BOSTON -- Through the first four games of the NBA Finals, the Lakers have contended they are above trying to bait Celtics center Kendrick Perkins into his seventh technical foul of this postseason, which would result in an automatic one-game suspension.
Now that Rasheed Wallace has joined Perkins on the brink of suspension after picking up his sixth technical foul in Game 4, and with Andrew Bynum's status becoming an eternal question mark, are the Lakers still not looking to push any buttons in Game 5 to weaken Boston's frontline when the series goes back to Los Angeles?
"That's not fair play," said Lakers coach Phil Jackson. "That's not the way to play. Yeah, you can be provocative and get out there and act kind of like they do if you want to and get in people's faces and do that. But that's not the way I like to coach a team. That's not what I consider positive coaching, and that's what I like to think is the right way to do things."
Celtics coach Doc Rivers doesn't necessarily agree with Jackson's assessment that the Lakers have not been instigators when it comes to Perkins and expects them to do the same with Wallace in Game 5 now that he's in the same predicament.
"I thought in the last game, even though they say they didn't, I thought [Pau] Gasol -- I thought there was a lot of extra stuff going on," Rivers said. "And they're right, obviously, we put ourselves in this predicament with Perk, and I thought Perk did a great job of walking away. It's clearly the new Perk. I hadn't seen that side of him."
Perkins has understood the situation he's been in since picking up his sixth technical foul in Game 5 of the Eastern Conference finals (he had a seventh rescinded) and isn't looking to slip up now that the Celtics are two wins away from winning the championship.
"It's in my mind, I'm not trying to get ejected, I'm not trying to get suspended or nothing like that," Perkins said. "I'm going to play hard and I'm going to play smart. I got three games left. Doc tells me to hold my composure. Sometimes the tougher guy has to walk away. I have to make sure I'm there for my teammates and do my job. It's hard because I'm the enforcer on the team so sometimes I want to instigate a problem, but I can't do that."
Rivers has addressed the situation with Perkins and Wallace and doesn't expect either to get another technical foul in the series. But if one does, he hopes it will be in a possible Game 7.

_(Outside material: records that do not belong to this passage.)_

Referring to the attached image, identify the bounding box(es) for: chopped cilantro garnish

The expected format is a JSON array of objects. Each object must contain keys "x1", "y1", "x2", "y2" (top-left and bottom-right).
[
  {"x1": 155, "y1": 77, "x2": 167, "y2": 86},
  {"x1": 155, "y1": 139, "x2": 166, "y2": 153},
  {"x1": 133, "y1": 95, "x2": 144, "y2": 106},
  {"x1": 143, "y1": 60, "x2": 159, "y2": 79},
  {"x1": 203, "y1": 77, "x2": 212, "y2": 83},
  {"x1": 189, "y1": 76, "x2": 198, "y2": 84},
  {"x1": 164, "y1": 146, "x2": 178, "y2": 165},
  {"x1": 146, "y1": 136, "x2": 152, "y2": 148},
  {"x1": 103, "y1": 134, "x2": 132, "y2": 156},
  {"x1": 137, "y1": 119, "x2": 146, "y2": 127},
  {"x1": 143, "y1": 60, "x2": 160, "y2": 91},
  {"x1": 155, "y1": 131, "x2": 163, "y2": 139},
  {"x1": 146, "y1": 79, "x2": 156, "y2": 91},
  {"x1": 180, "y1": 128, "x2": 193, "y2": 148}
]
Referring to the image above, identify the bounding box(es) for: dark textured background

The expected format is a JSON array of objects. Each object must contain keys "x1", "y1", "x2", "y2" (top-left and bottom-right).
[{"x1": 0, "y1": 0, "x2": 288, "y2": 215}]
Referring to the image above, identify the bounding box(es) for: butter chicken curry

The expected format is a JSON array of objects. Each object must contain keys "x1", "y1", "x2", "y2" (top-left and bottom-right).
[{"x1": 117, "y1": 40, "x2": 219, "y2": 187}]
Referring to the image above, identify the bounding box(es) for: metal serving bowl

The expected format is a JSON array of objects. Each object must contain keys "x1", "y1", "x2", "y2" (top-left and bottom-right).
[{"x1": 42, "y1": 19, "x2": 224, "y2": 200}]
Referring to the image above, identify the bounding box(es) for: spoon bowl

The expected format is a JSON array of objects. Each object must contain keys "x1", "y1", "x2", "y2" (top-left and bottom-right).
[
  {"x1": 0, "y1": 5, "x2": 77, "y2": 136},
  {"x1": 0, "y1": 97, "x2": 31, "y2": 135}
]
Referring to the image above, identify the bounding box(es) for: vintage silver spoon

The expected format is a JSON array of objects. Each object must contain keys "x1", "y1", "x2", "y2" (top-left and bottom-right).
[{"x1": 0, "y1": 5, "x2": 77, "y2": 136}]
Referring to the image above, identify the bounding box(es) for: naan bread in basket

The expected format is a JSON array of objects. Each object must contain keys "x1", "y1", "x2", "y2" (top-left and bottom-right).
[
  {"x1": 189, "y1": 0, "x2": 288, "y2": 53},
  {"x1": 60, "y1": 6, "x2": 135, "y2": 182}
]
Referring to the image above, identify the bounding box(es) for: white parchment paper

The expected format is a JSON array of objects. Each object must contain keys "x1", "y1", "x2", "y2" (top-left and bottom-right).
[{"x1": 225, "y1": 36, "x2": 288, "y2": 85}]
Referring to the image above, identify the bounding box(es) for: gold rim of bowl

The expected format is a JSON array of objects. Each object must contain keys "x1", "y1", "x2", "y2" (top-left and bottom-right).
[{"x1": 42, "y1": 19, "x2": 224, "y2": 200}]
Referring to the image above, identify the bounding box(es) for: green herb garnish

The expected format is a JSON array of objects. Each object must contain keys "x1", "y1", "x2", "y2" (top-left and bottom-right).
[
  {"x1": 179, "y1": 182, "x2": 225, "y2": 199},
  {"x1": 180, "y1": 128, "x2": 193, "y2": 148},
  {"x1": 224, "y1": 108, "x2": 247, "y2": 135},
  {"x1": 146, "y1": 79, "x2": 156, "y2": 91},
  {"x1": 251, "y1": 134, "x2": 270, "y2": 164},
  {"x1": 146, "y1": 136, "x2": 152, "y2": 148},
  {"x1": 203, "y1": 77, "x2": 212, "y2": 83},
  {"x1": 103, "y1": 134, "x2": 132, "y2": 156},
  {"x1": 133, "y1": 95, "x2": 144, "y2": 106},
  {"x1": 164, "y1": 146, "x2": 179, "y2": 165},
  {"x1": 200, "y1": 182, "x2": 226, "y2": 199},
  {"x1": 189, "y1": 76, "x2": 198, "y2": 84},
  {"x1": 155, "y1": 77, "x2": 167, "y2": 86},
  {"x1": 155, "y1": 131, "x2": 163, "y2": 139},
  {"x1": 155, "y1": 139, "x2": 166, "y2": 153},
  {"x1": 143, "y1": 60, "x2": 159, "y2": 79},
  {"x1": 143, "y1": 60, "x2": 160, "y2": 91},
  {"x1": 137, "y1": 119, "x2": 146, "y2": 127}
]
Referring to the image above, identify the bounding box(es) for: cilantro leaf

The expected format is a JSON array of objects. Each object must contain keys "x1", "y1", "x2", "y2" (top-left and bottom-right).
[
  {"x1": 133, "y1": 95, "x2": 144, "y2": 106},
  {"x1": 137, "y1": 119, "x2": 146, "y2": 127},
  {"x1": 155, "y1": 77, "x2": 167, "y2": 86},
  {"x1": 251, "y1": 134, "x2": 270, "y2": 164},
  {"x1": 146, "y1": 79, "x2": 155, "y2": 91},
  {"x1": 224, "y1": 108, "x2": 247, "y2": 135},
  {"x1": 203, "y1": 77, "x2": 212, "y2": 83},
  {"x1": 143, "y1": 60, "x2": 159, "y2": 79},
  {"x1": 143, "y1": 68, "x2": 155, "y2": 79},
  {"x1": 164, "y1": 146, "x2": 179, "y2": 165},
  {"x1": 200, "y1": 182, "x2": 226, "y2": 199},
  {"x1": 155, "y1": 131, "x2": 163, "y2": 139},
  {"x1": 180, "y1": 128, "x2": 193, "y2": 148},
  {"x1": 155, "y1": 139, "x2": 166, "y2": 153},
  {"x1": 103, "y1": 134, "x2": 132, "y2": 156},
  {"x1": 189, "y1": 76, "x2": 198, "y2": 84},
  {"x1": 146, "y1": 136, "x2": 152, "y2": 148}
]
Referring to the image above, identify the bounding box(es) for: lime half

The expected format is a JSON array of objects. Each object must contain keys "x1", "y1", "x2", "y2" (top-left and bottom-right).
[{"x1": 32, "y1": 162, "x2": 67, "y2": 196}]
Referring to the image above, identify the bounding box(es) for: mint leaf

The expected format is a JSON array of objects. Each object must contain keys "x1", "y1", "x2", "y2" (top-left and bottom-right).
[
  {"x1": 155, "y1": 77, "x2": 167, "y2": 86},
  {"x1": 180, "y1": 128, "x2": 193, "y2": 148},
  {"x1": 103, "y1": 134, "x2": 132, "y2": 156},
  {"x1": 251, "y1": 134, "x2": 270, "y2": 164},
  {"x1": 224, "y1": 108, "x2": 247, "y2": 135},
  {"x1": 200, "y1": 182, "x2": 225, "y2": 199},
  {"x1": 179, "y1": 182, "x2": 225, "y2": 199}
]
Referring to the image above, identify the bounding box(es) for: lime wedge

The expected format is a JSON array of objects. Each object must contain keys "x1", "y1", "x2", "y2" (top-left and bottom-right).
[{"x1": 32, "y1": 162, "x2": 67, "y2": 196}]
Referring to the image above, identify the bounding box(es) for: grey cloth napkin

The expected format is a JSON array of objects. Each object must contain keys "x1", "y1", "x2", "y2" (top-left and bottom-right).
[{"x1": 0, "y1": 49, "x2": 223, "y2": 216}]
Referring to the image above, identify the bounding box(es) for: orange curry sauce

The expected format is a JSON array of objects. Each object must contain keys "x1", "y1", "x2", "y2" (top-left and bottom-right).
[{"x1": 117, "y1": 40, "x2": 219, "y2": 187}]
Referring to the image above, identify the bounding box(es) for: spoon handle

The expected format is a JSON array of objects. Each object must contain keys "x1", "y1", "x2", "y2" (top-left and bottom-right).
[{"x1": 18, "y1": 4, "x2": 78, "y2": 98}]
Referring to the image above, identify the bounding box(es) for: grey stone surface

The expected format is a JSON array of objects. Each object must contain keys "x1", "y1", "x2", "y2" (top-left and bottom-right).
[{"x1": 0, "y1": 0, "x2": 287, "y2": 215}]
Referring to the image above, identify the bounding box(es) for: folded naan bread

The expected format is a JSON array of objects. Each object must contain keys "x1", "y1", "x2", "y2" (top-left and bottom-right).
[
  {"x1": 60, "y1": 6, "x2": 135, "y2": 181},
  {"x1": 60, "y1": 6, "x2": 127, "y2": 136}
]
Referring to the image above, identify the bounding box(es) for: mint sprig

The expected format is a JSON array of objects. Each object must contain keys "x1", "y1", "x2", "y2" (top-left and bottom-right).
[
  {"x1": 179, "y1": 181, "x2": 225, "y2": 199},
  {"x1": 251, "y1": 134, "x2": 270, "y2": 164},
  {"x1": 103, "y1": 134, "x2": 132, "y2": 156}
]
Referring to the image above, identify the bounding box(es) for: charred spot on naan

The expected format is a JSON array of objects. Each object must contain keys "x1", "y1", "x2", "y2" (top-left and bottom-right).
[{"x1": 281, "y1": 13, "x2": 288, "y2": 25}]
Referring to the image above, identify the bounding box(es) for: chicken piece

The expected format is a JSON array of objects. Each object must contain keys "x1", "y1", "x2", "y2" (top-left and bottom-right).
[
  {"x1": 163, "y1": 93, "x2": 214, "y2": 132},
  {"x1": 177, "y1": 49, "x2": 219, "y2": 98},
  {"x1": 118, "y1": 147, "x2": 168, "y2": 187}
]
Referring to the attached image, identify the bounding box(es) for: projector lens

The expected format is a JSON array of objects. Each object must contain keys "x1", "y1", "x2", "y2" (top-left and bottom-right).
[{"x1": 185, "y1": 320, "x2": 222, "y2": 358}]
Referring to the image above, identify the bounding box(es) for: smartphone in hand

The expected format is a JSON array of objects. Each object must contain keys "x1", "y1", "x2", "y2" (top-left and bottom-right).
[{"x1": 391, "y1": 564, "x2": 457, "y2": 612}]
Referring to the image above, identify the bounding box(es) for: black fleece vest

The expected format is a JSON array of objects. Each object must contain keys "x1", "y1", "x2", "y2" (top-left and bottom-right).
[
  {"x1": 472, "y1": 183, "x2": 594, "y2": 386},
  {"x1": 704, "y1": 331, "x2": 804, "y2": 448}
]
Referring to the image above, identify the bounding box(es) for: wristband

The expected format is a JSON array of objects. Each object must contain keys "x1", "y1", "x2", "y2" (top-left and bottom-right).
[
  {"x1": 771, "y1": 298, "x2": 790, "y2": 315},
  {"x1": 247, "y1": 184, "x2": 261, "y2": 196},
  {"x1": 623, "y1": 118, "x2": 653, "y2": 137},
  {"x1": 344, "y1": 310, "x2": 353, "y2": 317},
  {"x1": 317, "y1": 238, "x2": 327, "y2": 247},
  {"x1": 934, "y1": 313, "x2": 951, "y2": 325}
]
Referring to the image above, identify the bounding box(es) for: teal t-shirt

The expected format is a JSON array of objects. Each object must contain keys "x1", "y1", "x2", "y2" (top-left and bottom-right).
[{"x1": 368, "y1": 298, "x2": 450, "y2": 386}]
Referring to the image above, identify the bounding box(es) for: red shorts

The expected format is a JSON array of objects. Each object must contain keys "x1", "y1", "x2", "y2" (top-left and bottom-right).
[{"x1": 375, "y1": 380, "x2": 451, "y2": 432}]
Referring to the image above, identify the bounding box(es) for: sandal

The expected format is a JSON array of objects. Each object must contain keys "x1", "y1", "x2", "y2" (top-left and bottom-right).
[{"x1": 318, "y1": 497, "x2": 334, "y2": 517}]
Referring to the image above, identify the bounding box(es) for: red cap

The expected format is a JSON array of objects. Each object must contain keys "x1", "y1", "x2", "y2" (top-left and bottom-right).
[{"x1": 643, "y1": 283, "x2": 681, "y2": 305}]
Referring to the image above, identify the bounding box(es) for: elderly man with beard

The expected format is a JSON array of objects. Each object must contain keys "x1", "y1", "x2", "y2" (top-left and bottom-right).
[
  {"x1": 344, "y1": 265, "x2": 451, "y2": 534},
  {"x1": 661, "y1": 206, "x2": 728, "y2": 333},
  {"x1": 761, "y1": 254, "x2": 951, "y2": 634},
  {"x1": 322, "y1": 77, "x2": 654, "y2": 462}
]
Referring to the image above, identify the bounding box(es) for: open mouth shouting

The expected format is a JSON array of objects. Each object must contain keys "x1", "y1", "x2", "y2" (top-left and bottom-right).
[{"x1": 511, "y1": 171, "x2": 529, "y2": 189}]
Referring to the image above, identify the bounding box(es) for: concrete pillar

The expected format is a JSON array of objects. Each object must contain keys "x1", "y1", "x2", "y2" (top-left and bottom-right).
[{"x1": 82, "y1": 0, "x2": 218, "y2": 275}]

"I'm hoping obviously there is no Game 7, but if it happens, let's let it happen in Game 7, then we're fine," Rivers said. "There's no other game they can get suspended. It's really only two games they have to get through if you think about it, it's not three. I don't want them to be less emotional. I want them to play their games but also have some discipline. That's about all we can do."